琥珀先輩は、僕にとっての、初めての先輩で、
琥珀先輩にとっても、僕が初めての後輩で
夢渡しとしての仕事も、
この世界の仕組みも、
琥珀先輩から、たくさん教わった。
「琥珀とは、古くからの付き合いでね」
懐かしむように、先輩の名前を呼ぶユウ爺さんは、何処か哀しそうな表情をしている。
「私に、凪くんの話を何度もしに来ていたんだよ。やっと自分にも、後輩が出来た、と。可愛くて仕方がないんだ、とね」
「先輩……」
先輩とのやり取りを思い出しているのだろうか。
ユウ爺さんの空色の瞳が、少し潤んでいるように、見える。
「何度も、何度も、凪くんの話を聞いていて、ふと、ある時に、琥珀がね。『凪の色は、染まっていないの』と、そう言ったんだ」
「染まって……ない?」
「そう。
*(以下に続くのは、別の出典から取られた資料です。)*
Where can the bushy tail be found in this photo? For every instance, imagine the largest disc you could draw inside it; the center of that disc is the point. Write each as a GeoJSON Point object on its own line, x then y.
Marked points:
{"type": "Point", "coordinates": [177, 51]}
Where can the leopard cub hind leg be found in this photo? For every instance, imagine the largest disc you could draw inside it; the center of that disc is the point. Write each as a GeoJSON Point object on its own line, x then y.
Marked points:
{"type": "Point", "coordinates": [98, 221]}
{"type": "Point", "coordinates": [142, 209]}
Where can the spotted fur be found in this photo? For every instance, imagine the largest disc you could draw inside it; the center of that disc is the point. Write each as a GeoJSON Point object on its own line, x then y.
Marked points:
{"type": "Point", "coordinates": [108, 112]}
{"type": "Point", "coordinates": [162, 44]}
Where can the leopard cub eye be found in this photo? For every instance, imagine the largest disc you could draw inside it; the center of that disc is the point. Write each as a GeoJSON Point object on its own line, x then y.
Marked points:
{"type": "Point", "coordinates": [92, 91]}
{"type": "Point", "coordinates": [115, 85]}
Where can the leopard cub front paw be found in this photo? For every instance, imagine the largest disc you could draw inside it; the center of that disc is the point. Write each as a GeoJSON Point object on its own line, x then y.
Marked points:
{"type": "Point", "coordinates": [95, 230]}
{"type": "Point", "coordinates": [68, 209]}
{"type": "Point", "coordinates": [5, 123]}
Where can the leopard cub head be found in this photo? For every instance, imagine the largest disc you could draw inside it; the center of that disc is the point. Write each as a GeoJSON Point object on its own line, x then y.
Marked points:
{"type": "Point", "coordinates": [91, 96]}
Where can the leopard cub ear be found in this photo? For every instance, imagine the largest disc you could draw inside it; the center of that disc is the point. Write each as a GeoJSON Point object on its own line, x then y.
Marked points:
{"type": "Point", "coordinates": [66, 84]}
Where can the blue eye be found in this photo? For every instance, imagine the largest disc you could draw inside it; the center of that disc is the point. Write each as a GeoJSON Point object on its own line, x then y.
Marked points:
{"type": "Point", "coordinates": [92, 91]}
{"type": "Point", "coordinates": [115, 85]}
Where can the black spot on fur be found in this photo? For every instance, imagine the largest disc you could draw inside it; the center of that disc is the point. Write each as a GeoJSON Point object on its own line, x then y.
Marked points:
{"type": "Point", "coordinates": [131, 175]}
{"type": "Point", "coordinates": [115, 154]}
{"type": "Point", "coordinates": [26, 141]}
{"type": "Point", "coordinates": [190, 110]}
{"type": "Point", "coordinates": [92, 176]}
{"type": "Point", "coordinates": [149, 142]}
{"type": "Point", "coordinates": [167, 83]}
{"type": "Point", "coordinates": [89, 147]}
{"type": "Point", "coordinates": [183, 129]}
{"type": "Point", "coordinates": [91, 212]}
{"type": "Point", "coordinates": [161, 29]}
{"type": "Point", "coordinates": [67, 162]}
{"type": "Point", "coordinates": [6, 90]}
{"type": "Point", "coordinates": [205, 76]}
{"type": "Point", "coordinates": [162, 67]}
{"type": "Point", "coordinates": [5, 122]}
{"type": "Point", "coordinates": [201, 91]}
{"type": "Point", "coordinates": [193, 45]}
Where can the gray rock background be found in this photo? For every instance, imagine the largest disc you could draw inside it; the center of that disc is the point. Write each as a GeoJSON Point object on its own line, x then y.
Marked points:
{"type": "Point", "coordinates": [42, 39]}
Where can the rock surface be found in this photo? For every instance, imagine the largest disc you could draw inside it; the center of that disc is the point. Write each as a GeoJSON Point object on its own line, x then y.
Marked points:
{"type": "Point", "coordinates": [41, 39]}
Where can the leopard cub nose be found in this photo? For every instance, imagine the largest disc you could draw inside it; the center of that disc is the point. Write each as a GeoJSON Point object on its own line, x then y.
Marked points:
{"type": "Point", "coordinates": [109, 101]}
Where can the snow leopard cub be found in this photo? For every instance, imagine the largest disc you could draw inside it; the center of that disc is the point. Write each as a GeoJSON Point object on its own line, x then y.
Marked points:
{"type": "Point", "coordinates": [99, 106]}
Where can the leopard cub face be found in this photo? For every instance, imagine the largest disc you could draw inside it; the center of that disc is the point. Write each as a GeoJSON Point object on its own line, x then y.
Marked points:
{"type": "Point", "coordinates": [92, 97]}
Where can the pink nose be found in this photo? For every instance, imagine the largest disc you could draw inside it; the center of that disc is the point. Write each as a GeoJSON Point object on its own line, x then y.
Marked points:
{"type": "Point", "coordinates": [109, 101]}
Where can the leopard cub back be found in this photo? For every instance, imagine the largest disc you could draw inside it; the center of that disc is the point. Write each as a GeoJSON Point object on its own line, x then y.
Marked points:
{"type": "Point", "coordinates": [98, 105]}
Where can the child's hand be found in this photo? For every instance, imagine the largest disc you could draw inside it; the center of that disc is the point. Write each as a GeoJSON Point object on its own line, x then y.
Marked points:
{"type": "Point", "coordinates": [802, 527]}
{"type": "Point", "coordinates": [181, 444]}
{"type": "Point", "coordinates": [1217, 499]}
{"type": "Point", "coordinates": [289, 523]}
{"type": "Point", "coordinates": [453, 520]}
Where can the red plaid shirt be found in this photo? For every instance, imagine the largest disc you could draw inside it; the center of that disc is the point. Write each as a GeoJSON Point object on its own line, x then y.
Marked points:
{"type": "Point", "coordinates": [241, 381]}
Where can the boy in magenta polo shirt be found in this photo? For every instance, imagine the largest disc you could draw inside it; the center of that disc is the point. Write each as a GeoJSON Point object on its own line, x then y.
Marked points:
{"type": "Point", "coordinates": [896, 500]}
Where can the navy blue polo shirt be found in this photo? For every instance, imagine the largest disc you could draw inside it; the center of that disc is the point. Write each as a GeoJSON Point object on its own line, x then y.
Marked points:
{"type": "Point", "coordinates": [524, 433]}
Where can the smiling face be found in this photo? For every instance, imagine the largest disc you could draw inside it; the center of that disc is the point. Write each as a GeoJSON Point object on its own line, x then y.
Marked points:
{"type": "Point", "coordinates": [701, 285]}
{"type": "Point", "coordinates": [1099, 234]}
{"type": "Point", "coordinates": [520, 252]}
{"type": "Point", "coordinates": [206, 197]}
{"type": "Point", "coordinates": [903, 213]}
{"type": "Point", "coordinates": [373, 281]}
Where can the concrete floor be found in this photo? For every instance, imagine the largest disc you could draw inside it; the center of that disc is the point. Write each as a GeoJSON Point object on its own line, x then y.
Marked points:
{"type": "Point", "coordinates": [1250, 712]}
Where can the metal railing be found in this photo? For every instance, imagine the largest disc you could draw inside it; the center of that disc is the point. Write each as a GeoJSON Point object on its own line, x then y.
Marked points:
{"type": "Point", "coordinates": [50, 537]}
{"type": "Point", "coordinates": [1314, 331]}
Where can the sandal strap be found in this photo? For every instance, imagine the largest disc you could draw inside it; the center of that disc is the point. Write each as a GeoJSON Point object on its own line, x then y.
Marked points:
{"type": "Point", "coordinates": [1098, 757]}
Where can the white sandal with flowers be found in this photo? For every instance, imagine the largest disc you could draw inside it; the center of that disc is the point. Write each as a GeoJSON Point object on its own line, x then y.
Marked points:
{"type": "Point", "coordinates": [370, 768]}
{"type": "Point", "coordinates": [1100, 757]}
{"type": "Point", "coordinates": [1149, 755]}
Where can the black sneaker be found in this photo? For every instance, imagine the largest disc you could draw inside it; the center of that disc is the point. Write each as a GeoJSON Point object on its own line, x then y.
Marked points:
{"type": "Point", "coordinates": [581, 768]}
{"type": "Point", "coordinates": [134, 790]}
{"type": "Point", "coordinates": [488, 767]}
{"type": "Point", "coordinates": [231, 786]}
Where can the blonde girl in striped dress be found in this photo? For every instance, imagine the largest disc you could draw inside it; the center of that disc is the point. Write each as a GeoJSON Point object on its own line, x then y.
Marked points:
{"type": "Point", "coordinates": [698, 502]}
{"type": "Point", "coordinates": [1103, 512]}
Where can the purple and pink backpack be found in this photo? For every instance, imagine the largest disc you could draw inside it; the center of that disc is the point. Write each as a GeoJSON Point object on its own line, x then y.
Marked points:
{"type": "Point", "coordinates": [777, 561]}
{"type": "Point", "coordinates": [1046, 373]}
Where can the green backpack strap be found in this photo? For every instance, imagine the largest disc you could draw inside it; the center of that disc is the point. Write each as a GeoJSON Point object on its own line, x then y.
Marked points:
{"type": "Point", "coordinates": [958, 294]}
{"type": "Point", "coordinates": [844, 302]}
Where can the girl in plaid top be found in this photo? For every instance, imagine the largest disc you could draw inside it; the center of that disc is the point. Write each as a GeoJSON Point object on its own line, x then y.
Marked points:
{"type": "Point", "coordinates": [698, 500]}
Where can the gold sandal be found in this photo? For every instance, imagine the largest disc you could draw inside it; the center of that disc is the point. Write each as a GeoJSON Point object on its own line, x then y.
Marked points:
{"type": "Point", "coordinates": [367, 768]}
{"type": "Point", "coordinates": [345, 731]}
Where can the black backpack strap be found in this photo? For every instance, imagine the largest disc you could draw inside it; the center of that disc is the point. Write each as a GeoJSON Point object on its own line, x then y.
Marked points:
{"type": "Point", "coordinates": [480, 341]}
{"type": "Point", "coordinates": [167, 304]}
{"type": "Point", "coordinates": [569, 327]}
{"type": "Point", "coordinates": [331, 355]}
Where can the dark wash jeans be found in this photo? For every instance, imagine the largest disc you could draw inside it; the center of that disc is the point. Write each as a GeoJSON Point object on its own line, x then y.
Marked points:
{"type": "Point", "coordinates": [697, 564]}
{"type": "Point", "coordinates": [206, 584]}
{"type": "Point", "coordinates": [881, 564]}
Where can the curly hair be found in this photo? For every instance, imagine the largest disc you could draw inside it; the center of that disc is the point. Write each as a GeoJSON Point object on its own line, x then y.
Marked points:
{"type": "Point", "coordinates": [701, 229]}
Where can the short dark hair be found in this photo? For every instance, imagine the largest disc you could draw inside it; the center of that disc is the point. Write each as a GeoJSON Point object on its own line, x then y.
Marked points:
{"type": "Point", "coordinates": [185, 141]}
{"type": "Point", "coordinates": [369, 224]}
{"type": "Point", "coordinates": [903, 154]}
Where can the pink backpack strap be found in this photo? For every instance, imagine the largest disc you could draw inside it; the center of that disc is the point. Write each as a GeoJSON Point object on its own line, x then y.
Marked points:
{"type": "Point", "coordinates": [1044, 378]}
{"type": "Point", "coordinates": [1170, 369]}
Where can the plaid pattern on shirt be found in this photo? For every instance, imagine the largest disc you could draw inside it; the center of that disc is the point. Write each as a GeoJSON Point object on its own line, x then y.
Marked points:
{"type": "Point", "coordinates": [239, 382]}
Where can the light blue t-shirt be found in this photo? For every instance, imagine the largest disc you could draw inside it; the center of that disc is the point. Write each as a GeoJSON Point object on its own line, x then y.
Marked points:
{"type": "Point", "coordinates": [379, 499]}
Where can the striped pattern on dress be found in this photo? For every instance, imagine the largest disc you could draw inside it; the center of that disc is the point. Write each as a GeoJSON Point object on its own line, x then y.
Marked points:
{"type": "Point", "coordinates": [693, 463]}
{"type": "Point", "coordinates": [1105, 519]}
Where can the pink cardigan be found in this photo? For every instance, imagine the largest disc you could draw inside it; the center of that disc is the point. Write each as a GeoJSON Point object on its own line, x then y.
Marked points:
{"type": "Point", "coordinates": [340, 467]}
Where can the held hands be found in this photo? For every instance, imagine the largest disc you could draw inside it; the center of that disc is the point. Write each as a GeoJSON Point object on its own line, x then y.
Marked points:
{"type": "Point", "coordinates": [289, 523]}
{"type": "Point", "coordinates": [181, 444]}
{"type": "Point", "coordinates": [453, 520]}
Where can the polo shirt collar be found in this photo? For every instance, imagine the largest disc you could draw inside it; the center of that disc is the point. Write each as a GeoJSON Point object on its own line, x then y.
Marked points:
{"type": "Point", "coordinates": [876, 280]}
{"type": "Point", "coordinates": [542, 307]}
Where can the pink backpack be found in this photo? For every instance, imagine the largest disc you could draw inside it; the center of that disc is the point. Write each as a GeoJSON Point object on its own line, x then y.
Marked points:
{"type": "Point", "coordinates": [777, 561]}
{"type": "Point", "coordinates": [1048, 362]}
これは、あくまでも、もしかしたら、という話になるけれど、琥珀は、私達と同じように、オーラが視えていたのかも、知れない」
「おや、そうなのかい?」
少しの間、僕とユウ爺さんの話を黙って聞いていたリチャード地区長が驚いた表情を浮かべながら、首を傾げている僕とユウ爺さんに問いかける。
「あぁ……すまないね、リチャード。ただ、確証もないままに、伝えるのは、あまり、好きではなくてね」
「それは知っているから、別に構わないけど、そうか……初耳だな」
ふむ、と何度か頷いたリチャード地区長は「中断して悪かった。続きを聞きたいな」とユウ爺さんに、にっこりと笑いかけ、それを合図にユウ爺さんはまた口を開く。
「あぁ、ええと、何だったかな……?あぁ、そうだ。凪くんの名前の話だったね。あれはね、琥珀から聞いていた凪くんの色が、今日、自分で感じたものと、同じだった。だから、『あぁ。この子が、琥珀の後輩の子か』と、すぐに分かったよ」
「先輩が……」
「だから、凪くん。君に会えるのを、私はずっと、楽しみに待っていたんだよ」
ユウ爺さんの、優しい笑顔と声に、
僕の視界は、ぼんやりと歪んでいく。
「琥珀は、良い先輩であったようだね」
コツン、コツン、と杖をつく音がゆっくりと近づいてくる。
「琥珀のために、泣いてくれて、ありがとう」
ポス、と優しい声とともに、ユウ爺さんの、少しだけ硬い手が、ズボンを掴んでいた僕の手に重なる。
「ユウ、爺さんっ、琥珀、琥珀先輩はっ」
ポタポタと、堪え切れなかった涙が落ちる。
「凪くんと同じように、ずっと、探してはいたのだけどね……。見つからないんだ。この世界の、何処にも」
胸の奥が、ぎゅう、と締め付けられるような、ユウ爺さんの声は、彼もまた、琥珀先輩を大切に思っていてくれたモノの、声色だ。
「先、輩……!先輩……っ」
「琥珀を、大切にしてくれて、ありがとう。凪くん」
その言葉を聞いた僕は、
この日初めて、
人前で
大きな声で、泣いた。
ーー ねぇ、凪、
ーー 好きになっちゃいけない人を
ーー 好きになってしまったら
ーー どうしたら、いいんだろうね
『想いが、通じ合ったその瞬間に、
諦めなければいけないなんて、
私には、出来ない。出来なかったの』
泣きながら、それでも笑った琥珀先輩の顔は
月の光を浴びて輝く湖の波間みたいに、とても綺麗で
誰かに恋をする、ということが分からない僕には
満月の夜の月明かりみたいに、眩しかった。
「落ち着いた、かな?」
「……はい」
こく、と頷いた僕に、リチャード地区長は「すまなかったね」と僕の頭をゆっくりと撫でながら言う。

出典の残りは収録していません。